An exhibition at the National Building Museum explores St. Elizabeths in Washington, DC, and the history of mental health architecture in the US

Installation view of Architecture of an Asylum: St. Elizabeths 1852–2017 at the National Building Museum
Installation view of Architecture of an Asylum: St. Elizabeths 1852–2017 at the National Building Museum © Hyperallergic

Architecture of an Asylum: St. Elizabeths, 1852–2017 at the National Building Museum in Washington, DC, is an in-depth exploration of design in the context of mental health, concentrating on the local St. Elizabeths. Architectural drawings from the Library of Congress are joined by objects used in treatment, patient art, design elements from the St. Elizabeths Center Building that’s under renovation, photographs, documents, and other materials. Opened in 1855 as the Government Hospital for the Insane, the Center Building was designed in accordance with the Kirkbride Plain by architect Thomas Ustick Walter.

Additions like Hitchcock Hall, opened in 1908 with terracotta details and a 1,200-seat auditorium for cultural experiences and therapy, expanded the St. Elizabeths campus overlooking Washington, DC. It morphed from focusing on 250 patients to peaking with nearly 8,000 in the 1960s, and continues to operate today on a much smaller scale.
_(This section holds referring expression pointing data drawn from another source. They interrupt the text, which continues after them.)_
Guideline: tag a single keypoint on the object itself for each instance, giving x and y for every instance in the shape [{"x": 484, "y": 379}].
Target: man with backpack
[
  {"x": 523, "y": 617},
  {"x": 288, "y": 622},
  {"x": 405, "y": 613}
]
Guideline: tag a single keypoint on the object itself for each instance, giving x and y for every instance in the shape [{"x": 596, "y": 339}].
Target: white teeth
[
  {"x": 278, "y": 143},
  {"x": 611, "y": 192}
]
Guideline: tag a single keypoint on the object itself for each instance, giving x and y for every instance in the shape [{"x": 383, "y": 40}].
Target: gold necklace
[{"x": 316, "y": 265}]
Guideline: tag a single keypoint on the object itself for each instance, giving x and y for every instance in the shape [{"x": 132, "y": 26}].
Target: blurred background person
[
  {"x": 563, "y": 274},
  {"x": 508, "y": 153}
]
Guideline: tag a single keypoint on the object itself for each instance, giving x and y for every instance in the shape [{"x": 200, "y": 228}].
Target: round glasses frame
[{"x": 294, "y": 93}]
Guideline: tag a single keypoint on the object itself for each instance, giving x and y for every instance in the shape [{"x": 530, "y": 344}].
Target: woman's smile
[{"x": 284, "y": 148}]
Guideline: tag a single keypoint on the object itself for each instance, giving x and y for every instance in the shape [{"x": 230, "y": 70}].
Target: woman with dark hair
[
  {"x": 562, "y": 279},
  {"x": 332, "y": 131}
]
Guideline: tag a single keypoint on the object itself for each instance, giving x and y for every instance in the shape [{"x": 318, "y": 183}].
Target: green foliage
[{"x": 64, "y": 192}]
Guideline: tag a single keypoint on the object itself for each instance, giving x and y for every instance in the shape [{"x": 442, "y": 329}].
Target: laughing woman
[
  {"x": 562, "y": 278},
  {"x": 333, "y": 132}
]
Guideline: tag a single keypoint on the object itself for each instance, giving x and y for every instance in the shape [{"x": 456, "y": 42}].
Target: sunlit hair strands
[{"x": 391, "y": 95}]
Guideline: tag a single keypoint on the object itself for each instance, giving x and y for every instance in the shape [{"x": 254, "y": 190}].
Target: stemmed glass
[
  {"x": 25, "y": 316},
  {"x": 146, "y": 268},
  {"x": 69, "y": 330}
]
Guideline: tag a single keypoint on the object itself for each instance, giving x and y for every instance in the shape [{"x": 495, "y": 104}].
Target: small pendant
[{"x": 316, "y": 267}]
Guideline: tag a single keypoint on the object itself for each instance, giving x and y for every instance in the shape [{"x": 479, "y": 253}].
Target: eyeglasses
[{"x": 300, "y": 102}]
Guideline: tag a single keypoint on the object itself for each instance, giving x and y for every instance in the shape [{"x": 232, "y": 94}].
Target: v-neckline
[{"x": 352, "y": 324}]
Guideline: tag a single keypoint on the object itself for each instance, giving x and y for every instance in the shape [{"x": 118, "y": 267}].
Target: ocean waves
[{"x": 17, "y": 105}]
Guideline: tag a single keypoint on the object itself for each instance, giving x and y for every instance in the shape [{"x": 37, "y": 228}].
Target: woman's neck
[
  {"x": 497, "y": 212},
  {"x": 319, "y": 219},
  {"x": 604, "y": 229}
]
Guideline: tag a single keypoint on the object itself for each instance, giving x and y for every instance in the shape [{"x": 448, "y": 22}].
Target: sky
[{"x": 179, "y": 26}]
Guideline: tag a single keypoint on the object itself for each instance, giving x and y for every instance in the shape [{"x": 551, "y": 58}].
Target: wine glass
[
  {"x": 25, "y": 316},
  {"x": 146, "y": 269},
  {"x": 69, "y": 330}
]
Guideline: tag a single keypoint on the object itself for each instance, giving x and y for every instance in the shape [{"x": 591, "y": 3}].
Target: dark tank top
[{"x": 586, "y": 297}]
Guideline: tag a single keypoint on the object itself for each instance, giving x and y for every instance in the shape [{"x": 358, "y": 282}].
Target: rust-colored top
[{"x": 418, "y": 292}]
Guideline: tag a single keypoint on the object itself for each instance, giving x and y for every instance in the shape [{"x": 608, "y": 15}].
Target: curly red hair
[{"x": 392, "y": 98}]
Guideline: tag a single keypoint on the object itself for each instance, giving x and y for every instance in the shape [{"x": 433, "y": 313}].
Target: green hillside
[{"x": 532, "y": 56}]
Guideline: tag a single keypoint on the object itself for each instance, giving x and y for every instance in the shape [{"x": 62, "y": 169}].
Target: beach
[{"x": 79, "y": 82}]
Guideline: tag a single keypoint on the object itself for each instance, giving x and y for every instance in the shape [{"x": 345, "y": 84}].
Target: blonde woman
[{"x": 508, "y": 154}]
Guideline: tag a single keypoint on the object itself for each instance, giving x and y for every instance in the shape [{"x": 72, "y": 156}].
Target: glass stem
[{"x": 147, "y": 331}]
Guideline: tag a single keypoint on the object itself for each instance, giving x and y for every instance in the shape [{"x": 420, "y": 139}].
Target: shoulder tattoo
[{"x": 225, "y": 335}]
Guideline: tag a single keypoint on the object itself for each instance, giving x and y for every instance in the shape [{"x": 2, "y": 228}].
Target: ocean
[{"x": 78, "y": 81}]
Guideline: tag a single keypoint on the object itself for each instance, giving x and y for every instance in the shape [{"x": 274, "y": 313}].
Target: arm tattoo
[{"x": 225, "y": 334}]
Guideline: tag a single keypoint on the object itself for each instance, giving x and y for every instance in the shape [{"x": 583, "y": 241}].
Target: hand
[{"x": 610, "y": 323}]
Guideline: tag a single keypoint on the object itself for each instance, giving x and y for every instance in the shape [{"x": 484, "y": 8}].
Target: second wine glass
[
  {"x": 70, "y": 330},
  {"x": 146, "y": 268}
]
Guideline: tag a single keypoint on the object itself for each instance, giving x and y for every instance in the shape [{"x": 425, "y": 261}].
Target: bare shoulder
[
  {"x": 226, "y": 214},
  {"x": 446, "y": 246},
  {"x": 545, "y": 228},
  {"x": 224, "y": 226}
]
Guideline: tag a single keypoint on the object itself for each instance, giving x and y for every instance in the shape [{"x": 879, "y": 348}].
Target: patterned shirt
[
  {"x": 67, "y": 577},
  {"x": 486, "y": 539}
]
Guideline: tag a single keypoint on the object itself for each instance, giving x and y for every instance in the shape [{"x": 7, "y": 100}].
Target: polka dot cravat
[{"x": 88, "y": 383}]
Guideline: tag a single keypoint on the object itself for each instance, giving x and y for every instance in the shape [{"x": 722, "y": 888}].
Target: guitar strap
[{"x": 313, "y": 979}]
Despite its long history in the DC area, few people have been inside its walls, aside from patients and employees.

The idea of walls, and the question of who or what they divide and how, is as timely as ever, so it’s significant that Architecture of an Asylum begins with that theme. The introductory wall text states:

Walls can isolate, protect, and delineate one type of land use from another. Where once a wall helped keep both patients and neighbors safe, it has also kept the land separate from the rest of the city.